The results reveal a sharp divide between single-queue and multi-queue
operation. With ``nqueues=1``, IOPS scales sub-linearly with queue depth and
fails to saturate the device even at ``qdepth=512`` (53.5 M IOPS, 86.6% of the
61.7 M roofline). All multi-queue configurations (``nqueues`` ≥ 2) saturate the
device completely, converging to ~61.5 M IOPS with very low variance once the
threshold queue depth is reached. At ``qdepth=128``, ``nqueues=2`` delivers 61.5
M IOPS. This is a 47% gain over the 41.9 M achieved by ``nqueues=1`` at the same
depth. Further queue doublings yield no measurable improvement.

The minimum queue depth required to saturate the device varies by ``nqueues``:

| ``nqueues`` | Min. ``qdepth`` to saturate | Total CUDA threads |
| ----------- | --------------------------- | ------------------ |
| 1           | > 512 (not reached)         | > 8192             |
| 2           | 128                         | 4096               |
| 4           | 64                          | 4096               |
| 8           | 64                          | 8192               |
| 16          | 64                          | 16384              |

Total CUDA thread count is ``qdepth × nqueues × ndevs`` (16 devices).
``nqueues=2`` and ``nqueues=4`` are equally thread-efficient, both saturating
the device at 4096 total threads. ``nqueues=8`` and ``nqueues=16`` reach
the roofline at the same ``qdepth=64`` but require 2× and 4× as many threads
respectively for no throughput gain, making them suboptimal.

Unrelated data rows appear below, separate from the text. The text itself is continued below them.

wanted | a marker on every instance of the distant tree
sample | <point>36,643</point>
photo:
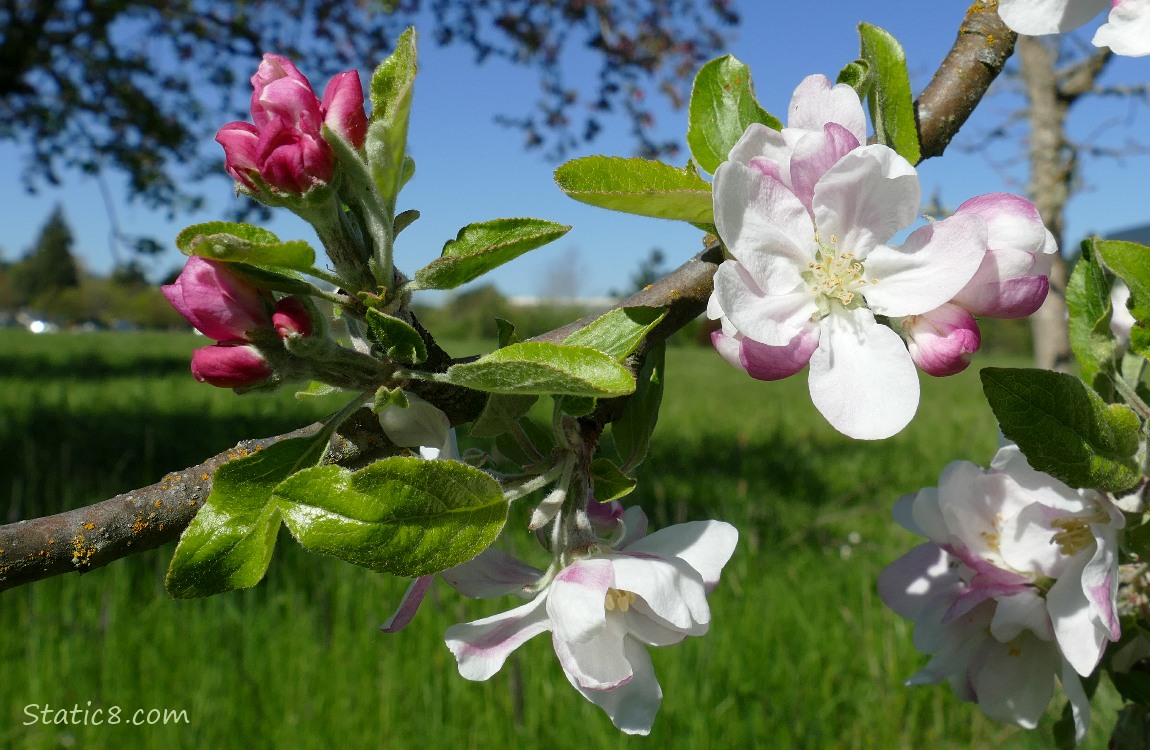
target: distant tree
<point>50,267</point>
<point>75,96</point>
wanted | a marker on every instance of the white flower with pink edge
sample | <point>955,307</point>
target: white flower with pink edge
<point>1018,565</point>
<point>602,610</point>
<point>1126,31</point>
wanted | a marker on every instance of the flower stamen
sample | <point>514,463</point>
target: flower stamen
<point>616,599</point>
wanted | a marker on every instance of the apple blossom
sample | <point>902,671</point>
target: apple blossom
<point>217,303</point>
<point>1121,321</point>
<point>814,267</point>
<point>602,611</point>
<point>941,341</point>
<point>1014,276</point>
<point>232,365</point>
<point>1013,552</point>
<point>420,425</point>
<point>1126,31</point>
<point>285,147</point>
<point>291,318</point>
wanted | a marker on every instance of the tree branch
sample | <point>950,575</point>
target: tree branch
<point>972,64</point>
<point>139,520</point>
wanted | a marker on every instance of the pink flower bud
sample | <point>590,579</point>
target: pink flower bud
<point>1013,278</point>
<point>343,107</point>
<point>941,341</point>
<point>230,366</point>
<point>291,318</point>
<point>285,147</point>
<point>216,301</point>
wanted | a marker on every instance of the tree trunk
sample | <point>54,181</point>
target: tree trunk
<point>1052,167</point>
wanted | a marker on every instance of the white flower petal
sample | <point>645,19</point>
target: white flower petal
<point>771,319</point>
<point>817,102</point>
<point>408,605</point>
<point>934,263</point>
<point>1078,699</point>
<point>861,376</point>
<point>634,705</point>
<point>597,664</point>
<point>910,582</point>
<point>671,588</point>
<point>491,573</point>
<point>1127,31</point>
<point>705,545</point>
<point>865,199</point>
<point>814,154</point>
<point>1018,613</point>
<point>760,142</point>
<point>421,423</point>
<point>1037,17</point>
<point>576,599</point>
<point>649,628</point>
<point>1014,681</point>
<point>764,226</point>
<point>482,647</point>
<point>1080,635</point>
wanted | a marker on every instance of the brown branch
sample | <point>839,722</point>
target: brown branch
<point>966,73</point>
<point>92,536</point>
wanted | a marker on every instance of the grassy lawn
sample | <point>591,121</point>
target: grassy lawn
<point>802,652</point>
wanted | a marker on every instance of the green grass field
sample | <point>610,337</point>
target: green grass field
<point>802,652</point>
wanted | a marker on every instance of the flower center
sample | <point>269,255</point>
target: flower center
<point>1074,534</point>
<point>616,599</point>
<point>834,275</point>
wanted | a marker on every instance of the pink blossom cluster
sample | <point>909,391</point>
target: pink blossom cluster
<point>223,306</point>
<point>1016,588</point>
<point>807,215</point>
<point>284,148</point>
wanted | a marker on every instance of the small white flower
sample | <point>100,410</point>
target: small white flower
<point>1019,564</point>
<point>1126,31</point>
<point>602,611</point>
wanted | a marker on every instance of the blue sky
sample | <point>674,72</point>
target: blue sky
<point>469,169</point>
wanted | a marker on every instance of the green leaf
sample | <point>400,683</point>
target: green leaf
<point>392,84</point>
<point>1064,428</point>
<point>480,247</point>
<point>228,545</point>
<point>857,75</point>
<point>722,107</point>
<point>404,220</point>
<point>506,333</point>
<point>275,280</point>
<point>1131,262</point>
<point>638,186</point>
<point>542,368</point>
<point>385,397</point>
<point>631,431</point>
<point>244,243</point>
<point>500,413</point>
<point>890,99</point>
<point>1088,300</point>
<point>403,515</point>
<point>575,405</point>
<point>618,331</point>
<point>400,342</point>
<point>610,482</point>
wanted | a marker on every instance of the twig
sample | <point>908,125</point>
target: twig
<point>966,73</point>
<point>143,519</point>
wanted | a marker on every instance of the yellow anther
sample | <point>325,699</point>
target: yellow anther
<point>616,599</point>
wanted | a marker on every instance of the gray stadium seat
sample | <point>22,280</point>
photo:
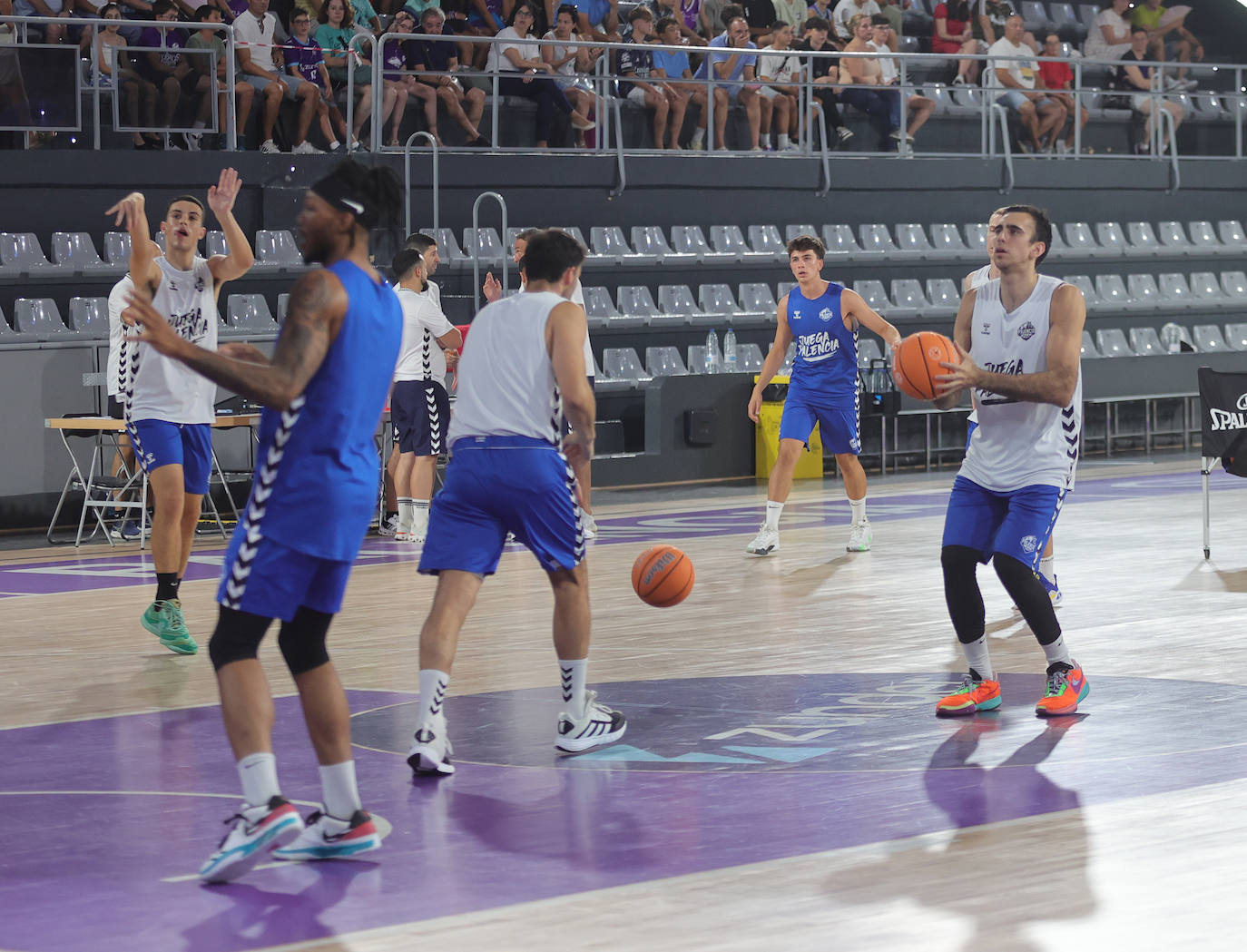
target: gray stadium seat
<point>944,297</point>
<point>89,316</point>
<point>1209,339</point>
<point>1143,241</point>
<point>764,240</point>
<point>1111,342</point>
<point>1145,342</point>
<point>665,362</point>
<point>39,317</point>
<point>75,251</point>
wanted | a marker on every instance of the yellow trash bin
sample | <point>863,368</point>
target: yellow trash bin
<point>767,446</point>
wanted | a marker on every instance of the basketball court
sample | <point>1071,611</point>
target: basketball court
<point>782,785</point>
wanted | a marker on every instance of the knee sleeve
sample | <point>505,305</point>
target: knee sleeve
<point>237,636</point>
<point>1030,596</point>
<point>302,640</point>
<point>962,592</point>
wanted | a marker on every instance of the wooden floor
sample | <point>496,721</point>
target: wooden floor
<point>1119,864</point>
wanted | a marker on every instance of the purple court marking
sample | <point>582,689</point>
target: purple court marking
<point>105,572</point>
<point>832,761</point>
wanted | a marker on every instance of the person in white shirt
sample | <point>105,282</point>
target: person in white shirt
<point>170,407</point>
<point>1039,113</point>
<point>259,59</point>
<point>419,403</point>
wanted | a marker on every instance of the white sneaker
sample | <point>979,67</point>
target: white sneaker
<point>430,750</point>
<point>766,542</point>
<point>597,726</point>
<point>327,838</point>
<point>860,536</point>
<point>256,829</point>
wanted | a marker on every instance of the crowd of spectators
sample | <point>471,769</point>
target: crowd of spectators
<point>747,54</point>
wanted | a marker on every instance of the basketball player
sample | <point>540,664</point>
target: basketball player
<point>823,319</point>
<point>507,475</point>
<point>977,279</point>
<point>1019,339</point>
<point>493,290</point>
<point>310,502</point>
<point>169,408</point>
<point>419,403</point>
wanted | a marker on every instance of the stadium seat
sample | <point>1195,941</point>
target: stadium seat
<point>1209,339</point>
<point>89,317</point>
<point>1111,342</point>
<point>40,319</point>
<point>1145,342</point>
<point>665,362</point>
<point>1143,241</point>
<point>75,251</point>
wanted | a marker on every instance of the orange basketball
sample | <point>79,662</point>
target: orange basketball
<point>918,361</point>
<point>663,575</point>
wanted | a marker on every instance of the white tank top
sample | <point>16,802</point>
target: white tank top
<point>165,388</point>
<point>506,386</point>
<point>1019,443</point>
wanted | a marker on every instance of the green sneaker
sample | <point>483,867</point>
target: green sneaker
<point>165,620</point>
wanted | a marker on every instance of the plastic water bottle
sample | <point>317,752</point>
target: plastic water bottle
<point>712,352</point>
<point>730,365</point>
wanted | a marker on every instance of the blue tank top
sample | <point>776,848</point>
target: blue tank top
<point>826,363</point>
<point>317,471</point>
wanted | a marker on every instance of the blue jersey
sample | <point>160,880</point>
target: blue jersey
<point>826,363</point>
<point>317,466</point>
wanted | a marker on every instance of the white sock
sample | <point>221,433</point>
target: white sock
<point>433,692</point>
<point>339,789</point>
<point>573,675</point>
<point>773,510</point>
<point>1047,568</point>
<point>977,656</point>
<point>1056,652</point>
<point>858,508</point>
<point>259,776</point>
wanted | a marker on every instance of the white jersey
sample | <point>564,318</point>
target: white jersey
<point>420,357</point>
<point>1019,443</point>
<point>506,386</point>
<point>163,388</point>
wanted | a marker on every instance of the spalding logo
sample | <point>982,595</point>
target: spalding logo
<point>663,562</point>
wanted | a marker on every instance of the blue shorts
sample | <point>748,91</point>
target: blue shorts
<point>280,580</point>
<point>186,445</point>
<point>420,413</point>
<point>840,423</point>
<point>1016,525</point>
<point>500,485</point>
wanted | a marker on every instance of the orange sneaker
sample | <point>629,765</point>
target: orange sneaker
<point>1066,686</point>
<point>974,695</point>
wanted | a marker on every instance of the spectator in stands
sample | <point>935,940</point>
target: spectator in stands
<point>734,82</point>
<point>304,59</point>
<point>673,66</point>
<point>884,42</point>
<point>1109,36</point>
<point>523,73</point>
<point>1057,79</point>
<point>206,53</point>
<point>1137,82</point>
<point>439,60</point>
<point>863,85</point>
<point>953,35</point>
<point>334,34</point>
<point>826,75</point>
<point>1039,113</point>
<point>1167,37</point>
<point>779,67</point>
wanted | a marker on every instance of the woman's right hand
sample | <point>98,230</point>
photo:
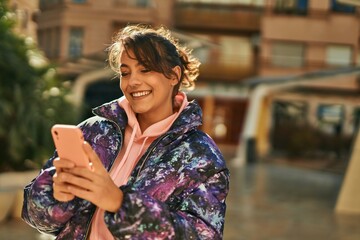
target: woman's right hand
<point>60,187</point>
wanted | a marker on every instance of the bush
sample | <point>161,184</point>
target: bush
<point>32,99</point>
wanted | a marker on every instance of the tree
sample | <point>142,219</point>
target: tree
<point>32,99</point>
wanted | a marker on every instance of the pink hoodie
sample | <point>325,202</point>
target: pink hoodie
<point>134,146</point>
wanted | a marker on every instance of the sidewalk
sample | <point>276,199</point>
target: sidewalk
<point>267,202</point>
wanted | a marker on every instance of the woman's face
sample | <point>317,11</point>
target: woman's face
<point>149,93</point>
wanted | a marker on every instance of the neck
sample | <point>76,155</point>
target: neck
<point>146,121</point>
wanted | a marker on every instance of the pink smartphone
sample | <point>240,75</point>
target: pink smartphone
<point>68,140</point>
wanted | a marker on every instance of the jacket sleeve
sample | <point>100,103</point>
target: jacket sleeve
<point>40,209</point>
<point>200,215</point>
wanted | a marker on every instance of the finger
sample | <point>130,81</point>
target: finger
<point>63,163</point>
<point>79,177</point>
<point>93,157</point>
<point>61,193</point>
<point>63,197</point>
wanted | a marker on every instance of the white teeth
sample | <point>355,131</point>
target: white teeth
<point>140,94</point>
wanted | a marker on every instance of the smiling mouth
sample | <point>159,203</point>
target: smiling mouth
<point>140,94</point>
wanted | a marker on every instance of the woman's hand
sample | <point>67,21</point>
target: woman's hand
<point>61,191</point>
<point>93,184</point>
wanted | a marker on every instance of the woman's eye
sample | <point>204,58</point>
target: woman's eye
<point>123,74</point>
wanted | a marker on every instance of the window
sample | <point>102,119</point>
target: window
<point>331,117</point>
<point>338,55</point>
<point>337,6</point>
<point>76,42</point>
<point>142,3</point>
<point>289,55</point>
<point>298,7</point>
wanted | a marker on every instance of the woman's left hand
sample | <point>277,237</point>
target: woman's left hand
<point>94,184</point>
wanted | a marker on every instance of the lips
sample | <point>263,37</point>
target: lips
<point>140,94</point>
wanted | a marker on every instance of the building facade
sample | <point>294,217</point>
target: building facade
<point>319,110</point>
<point>75,33</point>
<point>24,11</point>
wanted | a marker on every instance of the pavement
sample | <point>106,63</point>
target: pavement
<point>267,201</point>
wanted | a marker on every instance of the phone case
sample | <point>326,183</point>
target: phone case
<point>68,140</point>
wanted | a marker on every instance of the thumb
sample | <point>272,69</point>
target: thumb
<point>95,161</point>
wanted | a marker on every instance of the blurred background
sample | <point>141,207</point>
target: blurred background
<point>279,87</point>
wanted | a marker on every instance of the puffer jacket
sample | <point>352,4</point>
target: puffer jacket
<point>176,191</point>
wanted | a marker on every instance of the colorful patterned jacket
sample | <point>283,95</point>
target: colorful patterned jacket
<point>176,191</point>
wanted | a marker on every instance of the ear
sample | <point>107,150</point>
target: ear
<point>175,80</point>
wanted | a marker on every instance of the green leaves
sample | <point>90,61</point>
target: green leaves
<point>32,99</point>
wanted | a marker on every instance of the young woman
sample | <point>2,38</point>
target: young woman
<point>153,174</point>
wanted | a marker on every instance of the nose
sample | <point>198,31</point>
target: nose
<point>134,80</point>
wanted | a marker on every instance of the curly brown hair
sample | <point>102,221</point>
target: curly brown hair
<point>157,50</point>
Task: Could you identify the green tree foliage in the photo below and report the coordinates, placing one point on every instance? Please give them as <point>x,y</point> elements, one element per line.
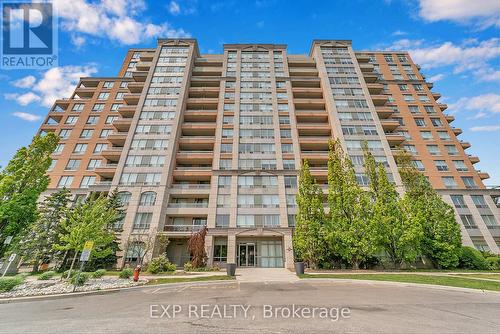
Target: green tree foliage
<point>308,241</point>
<point>441,241</point>
<point>21,183</point>
<point>398,236</point>
<point>350,232</point>
<point>89,221</point>
<point>38,240</point>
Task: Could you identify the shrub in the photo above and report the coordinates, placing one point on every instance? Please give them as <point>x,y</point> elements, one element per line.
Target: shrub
<point>160,264</point>
<point>188,266</point>
<point>46,275</point>
<point>493,262</point>
<point>80,280</point>
<point>126,273</point>
<point>8,283</point>
<point>99,273</point>
<point>471,258</point>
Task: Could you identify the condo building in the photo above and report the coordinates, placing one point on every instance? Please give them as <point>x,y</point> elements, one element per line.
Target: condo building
<point>217,140</point>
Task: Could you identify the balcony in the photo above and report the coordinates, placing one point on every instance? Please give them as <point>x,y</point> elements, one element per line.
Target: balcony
<point>118,138</point>
<point>379,100</point>
<point>389,124</point>
<point>122,125</point>
<point>127,111</point>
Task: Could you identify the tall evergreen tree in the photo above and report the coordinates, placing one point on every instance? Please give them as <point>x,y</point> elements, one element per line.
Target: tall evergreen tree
<point>308,240</point>
<point>350,231</point>
<point>21,183</point>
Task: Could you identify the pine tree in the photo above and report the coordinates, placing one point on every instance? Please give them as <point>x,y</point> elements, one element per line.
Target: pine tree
<point>308,240</point>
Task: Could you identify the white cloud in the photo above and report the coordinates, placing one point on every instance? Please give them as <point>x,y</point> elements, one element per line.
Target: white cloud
<point>472,56</point>
<point>26,116</point>
<point>118,20</point>
<point>174,8</point>
<point>482,105</point>
<point>485,128</point>
<point>26,82</point>
<point>482,13</point>
<point>436,78</point>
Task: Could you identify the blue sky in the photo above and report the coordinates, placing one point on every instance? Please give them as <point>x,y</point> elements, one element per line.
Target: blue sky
<point>457,42</point>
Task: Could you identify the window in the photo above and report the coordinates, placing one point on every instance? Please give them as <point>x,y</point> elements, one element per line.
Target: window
<point>98,107</point>
<point>73,164</point>
<point>433,150</point>
<point>65,181</point>
<point>460,165</point>
<point>441,165</point>
<point>80,148</point>
<point>148,198</point>
<point>87,181</point>
<point>468,221</point>
<point>458,201</point>
<point>222,221</point>
<point>93,164</point>
<point>426,135</point>
<point>449,182</point>
<point>479,201</point>
<point>420,122</point>
<point>142,220</point>
<point>86,133</point>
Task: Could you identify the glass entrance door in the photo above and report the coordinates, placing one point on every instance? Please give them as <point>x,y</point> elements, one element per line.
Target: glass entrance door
<point>246,255</point>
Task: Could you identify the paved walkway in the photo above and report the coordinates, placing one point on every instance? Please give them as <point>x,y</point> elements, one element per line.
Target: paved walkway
<point>265,275</point>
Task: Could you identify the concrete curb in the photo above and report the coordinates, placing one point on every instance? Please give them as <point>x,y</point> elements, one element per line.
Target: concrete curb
<point>433,286</point>
<point>105,291</point>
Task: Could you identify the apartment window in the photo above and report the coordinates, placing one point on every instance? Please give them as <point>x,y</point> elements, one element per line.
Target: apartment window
<point>449,182</point>
<point>222,221</point>
<point>433,150</point>
<point>468,221</point>
<point>142,220</point>
<point>105,133</point>
<point>93,164</point>
<point>444,135</point>
<point>87,181</point>
<point>71,120</point>
<point>489,221</point>
<point>420,122</point>
<point>436,122</point>
<point>78,107</point>
<point>224,181</point>
<point>426,135</point>
<point>100,147</point>
<point>92,120</point>
<point>65,181</point>
<point>458,201</point>
<point>148,198</point>
<point>441,165</point>
<point>64,133</point>
<point>479,201</point>
<point>460,165</point>
<point>469,182</point>
<point>80,148</point>
<point>86,133</point>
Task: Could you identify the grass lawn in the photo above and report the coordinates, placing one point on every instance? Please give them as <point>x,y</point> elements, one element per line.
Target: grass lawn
<point>488,276</point>
<point>189,279</point>
<point>415,278</point>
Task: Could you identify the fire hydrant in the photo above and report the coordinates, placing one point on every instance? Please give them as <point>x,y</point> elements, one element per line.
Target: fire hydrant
<point>137,271</point>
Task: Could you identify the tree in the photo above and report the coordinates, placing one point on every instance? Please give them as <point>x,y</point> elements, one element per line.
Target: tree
<point>308,240</point>
<point>88,221</point>
<point>396,235</point>
<point>38,239</point>
<point>441,241</point>
<point>21,183</point>
<point>350,231</point>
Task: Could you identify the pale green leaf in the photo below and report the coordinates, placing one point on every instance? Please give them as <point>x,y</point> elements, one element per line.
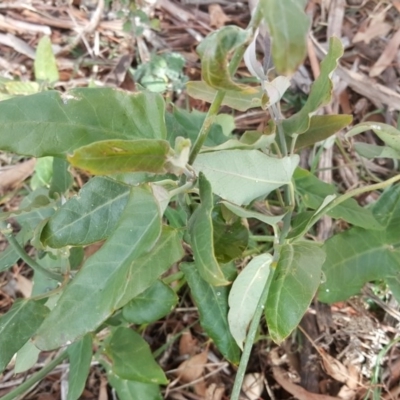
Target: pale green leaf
<point>17,326</point>
<point>201,236</point>
<point>288,25</point>
<point>255,173</point>
<point>89,217</point>
<point>132,359</point>
<point>212,303</point>
<point>245,294</point>
<point>361,255</point>
<point>387,133</point>
<point>116,156</point>
<point>26,358</point>
<point>80,357</point>
<point>45,64</point>
<point>54,124</point>
<point>154,303</point>
<point>321,90</point>
<point>243,102</point>
<point>91,297</point>
<point>293,286</point>
<point>214,51</point>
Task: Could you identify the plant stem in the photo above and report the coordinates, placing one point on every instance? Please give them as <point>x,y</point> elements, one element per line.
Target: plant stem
<point>348,195</point>
<point>6,231</point>
<point>21,389</point>
<point>219,97</point>
<point>250,339</point>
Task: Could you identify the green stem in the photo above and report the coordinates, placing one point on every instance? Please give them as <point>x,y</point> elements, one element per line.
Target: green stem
<point>250,340</point>
<point>21,389</point>
<point>7,232</point>
<point>348,195</point>
<point>219,97</point>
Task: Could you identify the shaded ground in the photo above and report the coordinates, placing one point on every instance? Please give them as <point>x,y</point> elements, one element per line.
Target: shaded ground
<point>337,350</point>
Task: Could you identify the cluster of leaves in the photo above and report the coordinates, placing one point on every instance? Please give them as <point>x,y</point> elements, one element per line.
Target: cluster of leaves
<point>161,179</point>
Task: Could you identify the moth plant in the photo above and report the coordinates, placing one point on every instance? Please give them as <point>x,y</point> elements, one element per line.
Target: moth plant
<point>164,190</point>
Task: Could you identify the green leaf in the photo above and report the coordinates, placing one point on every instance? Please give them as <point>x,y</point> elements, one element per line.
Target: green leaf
<point>243,213</point>
<point>246,100</point>
<point>133,390</point>
<point>313,192</point>
<point>214,51</point>
<point>116,156</point>
<point>321,127</point>
<point>212,303</point>
<point>54,124</point>
<point>255,173</point>
<point>154,303</point>
<point>360,255</point>
<point>387,133</point>
<point>89,217</point>
<point>62,179</point>
<point>245,294</point>
<point>26,358</point>
<point>132,358</point>
<point>288,25</point>
<point>45,64</point>
<point>201,236</point>
<point>373,151</point>
<point>17,326</point>
<point>294,284</point>
<point>92,297</point>
<point>80,357</point>
<point>321,91</point>
<point>230,239</point>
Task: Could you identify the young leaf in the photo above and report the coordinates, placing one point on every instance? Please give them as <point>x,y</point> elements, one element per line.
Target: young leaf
<point>116,156</point>
<point>321,127</point>
<point>154,303</point>
<point>245,294</point>
<point>387,133</point>
<point>288,24</point>
<point>80,357</point>
<point>91,297</point>
<point>230,239</point>
<point>133,390</point>
<point>214,51</point>
<point>89,217</point>
<point>45,64</point>
<point>132,358</point>
<point>313,192</point>
<point>294,284</point>
<point>212,303</point>
<point>26,358</point>
<point>54,124</point>
<point>321,91</point>
<point>360,255</point>
<point>201,236</point>
<point>17,326</point>
<point>255,173</point>
<point>246,100</point>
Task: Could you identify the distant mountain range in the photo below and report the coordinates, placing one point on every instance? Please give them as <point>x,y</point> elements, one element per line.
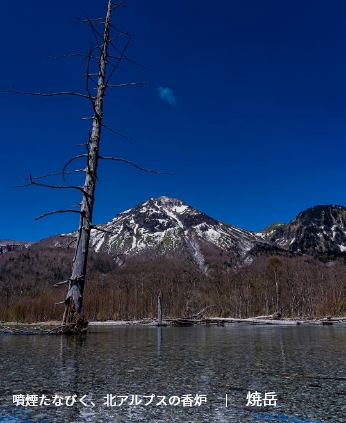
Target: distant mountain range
<point>169,226</point>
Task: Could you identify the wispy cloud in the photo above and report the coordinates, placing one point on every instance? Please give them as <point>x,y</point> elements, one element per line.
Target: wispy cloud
<point>167,94</point>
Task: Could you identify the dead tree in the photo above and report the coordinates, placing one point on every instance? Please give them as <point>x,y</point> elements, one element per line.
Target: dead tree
<point>99,57</point>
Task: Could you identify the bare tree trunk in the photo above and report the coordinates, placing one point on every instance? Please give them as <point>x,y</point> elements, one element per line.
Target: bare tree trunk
<point>159,309</point>
<point>74,297</point>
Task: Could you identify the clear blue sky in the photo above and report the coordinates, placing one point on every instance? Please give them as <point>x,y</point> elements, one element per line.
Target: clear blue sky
<point>254,129</point>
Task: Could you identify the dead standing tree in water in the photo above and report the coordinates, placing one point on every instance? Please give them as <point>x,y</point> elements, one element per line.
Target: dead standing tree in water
<point>100,54</point>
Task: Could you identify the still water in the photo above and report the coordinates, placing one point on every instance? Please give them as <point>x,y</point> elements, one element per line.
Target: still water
<point>304,366</point>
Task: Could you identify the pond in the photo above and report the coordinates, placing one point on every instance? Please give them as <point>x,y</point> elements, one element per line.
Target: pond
<point>236,373</point>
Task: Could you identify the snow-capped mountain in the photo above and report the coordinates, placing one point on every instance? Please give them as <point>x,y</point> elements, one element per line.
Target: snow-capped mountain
<point>317,230</point>
<point>163,225</point>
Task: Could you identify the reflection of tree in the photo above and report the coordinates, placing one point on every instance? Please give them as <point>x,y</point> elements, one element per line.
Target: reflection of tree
<point>72,348</point>
<point>274,273</point>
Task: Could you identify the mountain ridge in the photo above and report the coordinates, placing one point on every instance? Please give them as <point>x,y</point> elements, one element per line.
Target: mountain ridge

``nqueues=4`` with ``qdepth=64`` represents the most practical configuration:
it saturates the device at 4096 total threads, matching ``nqueues=2`` at
``qdepth=128``, while requiring only half the per-queue depth, halving the
number of commands in flight per queue.

## Summary

A single queue per device cannot saturate the devices at 512-byte I/O regardless
of queue depth. Adding a second queue breaks this ceiling: ``nqueues=2`` with
``qdepth=128`` reaches the 61.7 M IOPS roofline at 4096 total threads, and
``nqueues=4`` with ``qdepth=64`` matches this result with half the per-queue
depth. Beyond ``nqueues=4``, additional queues increase thread count without
improving throughput. Together with the I/O size scaling results, these findings
characterize the thread count and queue configuration required to fully utilize
device-initiated I/O across both the bandwidth-bound and IOPS-bound regimes.